The numerical method described here can be used for the efficient prediction of non-ergodic median ground-motion and its epistemic uncertainty for large datasets. For covariance functions that involve large correlation lengths in the prediction Eq. (12), both SKI and SKIP are equivalent in terms of computational time and memory requirements. As the correlation lengths get smaller, more inducing points are needed to maintain accuracy in the sparse approximation in the two methods. In that case, SKI still requires little memory but performs significantly slower because SKI scales exponentially in computations with increasing numbers of inducing points (Gardner et al. 2018). In contrast, SKIP scales linearly in computations with increasing inducing points, but would require more singular values for a given accuracy because of the slower decay in the singular values for shorter correlation lengths of hyperparameters. Computing more singular values with SKIP does require more computations, but is still faster than using SKI. The memory requirements involved with larger amounts of singular vectors from SKIP still fits in a laptop for datasets of size \(n = 100,000\).

We recommend the use of SKIP over SKI for efficient predictions for short correlation lengths over large domains and large datasets. The main limitation from SKIP is requirement that the kernel functions are separable over the dimensions (latitude and longitude). The square-exponential kernel function satisfies this requirement, but SKIP cannot be used with non-separable kernels such as the exponential kernel. We consider this not to be a key limitation given the overall uncertainties in ground-motion models that should exceed the differences between square-exponential and exponential kernel functions. As an example, Fig. 9 compares the semivariograms for the exponential and Gaussian forms for the spatial correlation with the semivariograms of the within-event residuals from the Abrahamson et al. (2014) ground-motion model for response spectral values at T = 0.2 s for magnitude bins of 3–4, 4–5, 5–6, and 6–8. The range of the semivariograms for these different subsets of the data is larger than the difference between the exponential and Gaussian forms.

Fig. 7
figure 7

Computational time requirements between direct approach, SKI and SKIP with 250 inducing points per latitude/longitude (200 singular values retained with SKIP).
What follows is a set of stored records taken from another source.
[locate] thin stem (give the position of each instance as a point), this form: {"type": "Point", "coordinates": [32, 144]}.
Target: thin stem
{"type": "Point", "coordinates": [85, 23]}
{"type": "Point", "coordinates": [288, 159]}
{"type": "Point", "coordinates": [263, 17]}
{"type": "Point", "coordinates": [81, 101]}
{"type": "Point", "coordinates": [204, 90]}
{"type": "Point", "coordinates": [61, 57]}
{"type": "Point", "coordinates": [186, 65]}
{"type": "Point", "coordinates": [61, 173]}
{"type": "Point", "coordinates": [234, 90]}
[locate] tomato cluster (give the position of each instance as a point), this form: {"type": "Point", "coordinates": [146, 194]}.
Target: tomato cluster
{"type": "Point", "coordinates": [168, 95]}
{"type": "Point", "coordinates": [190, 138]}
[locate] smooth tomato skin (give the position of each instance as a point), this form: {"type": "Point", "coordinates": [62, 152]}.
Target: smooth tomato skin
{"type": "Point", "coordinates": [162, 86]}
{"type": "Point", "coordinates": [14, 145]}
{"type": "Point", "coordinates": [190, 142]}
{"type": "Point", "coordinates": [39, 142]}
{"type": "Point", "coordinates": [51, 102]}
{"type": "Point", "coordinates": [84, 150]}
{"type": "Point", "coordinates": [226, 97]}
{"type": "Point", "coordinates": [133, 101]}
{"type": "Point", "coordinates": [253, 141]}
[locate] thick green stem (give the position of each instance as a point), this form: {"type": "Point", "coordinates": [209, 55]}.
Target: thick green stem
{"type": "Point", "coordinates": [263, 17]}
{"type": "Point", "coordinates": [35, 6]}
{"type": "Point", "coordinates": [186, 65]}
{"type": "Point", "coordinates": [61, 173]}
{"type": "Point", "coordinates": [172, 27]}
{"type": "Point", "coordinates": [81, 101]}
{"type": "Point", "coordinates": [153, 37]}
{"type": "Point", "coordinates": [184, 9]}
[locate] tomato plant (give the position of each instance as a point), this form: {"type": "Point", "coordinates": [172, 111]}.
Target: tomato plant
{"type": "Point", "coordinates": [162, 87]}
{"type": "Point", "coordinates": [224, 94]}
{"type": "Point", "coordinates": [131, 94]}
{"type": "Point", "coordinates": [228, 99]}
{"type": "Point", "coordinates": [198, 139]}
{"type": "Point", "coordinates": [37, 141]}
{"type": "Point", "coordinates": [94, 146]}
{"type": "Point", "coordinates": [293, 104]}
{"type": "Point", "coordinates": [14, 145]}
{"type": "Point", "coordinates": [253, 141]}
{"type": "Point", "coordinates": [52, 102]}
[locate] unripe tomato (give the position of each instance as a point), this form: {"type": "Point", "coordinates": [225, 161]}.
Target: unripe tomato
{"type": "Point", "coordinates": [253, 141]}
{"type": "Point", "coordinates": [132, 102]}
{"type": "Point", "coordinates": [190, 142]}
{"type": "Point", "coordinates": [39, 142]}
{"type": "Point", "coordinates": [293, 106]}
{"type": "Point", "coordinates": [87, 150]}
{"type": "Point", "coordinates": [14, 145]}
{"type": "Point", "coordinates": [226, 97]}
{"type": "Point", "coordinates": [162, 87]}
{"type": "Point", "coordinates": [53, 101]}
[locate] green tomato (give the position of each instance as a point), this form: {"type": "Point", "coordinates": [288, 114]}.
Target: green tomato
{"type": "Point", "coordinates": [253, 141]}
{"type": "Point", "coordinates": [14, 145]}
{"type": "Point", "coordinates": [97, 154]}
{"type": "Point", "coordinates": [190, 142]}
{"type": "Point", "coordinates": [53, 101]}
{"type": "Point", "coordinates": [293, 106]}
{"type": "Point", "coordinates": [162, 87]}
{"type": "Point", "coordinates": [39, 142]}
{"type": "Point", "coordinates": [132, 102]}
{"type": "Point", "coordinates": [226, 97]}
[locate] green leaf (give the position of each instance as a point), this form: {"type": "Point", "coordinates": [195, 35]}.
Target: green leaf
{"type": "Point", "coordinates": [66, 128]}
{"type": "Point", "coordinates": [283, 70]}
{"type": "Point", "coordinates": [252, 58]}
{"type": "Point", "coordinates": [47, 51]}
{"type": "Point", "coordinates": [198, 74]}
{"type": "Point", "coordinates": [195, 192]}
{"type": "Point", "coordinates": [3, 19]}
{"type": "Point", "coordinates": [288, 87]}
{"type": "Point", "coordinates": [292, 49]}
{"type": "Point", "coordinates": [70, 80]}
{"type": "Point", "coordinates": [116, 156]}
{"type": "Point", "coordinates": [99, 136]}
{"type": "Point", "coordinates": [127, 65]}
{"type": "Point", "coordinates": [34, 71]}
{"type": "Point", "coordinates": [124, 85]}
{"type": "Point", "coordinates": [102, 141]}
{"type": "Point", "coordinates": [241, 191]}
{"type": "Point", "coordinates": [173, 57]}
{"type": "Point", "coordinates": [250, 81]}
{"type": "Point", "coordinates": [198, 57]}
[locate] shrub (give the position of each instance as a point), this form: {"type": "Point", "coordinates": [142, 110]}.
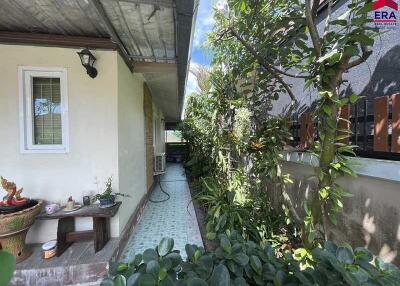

Computational time requirements between direct approach, SKI and SKIP with 1000 inducing points per latitude/longitude (200 singular values retained with SKIP). Computational time requirements between direct approach, SKI and SKIP with 1000 inducing points per latitude/longitude (600 singular values retained with SKIP)

Fig. 8
figure 8

Memory requirements between direct approach, SKI and SKIP with 1000 inducing points per latitude/longitude (200 singular values retained with SKIP). Memory requirements between direct approach, SKI and SKIP with 1000 inducing points per latitude/longitude (600 singular values retained with SKIP)

Fig. 9
figure 9

Comparison of the exponential and Gaussian forms for the spatial correlation with the semivariograms for different magnitude ranges from the within-event residuals for the ASK14 ground-motion model for T = 0.2 s.)

For datasets of size \(n = 100,000\), the presented method reduces the computational times from hours to minutes, and it also reduces the memory requirements from several hundreds of GB to only a few GB. The proposed approach therefore makes non-ergodic ground-motion predictions practical to users and can be run on a laptop computer.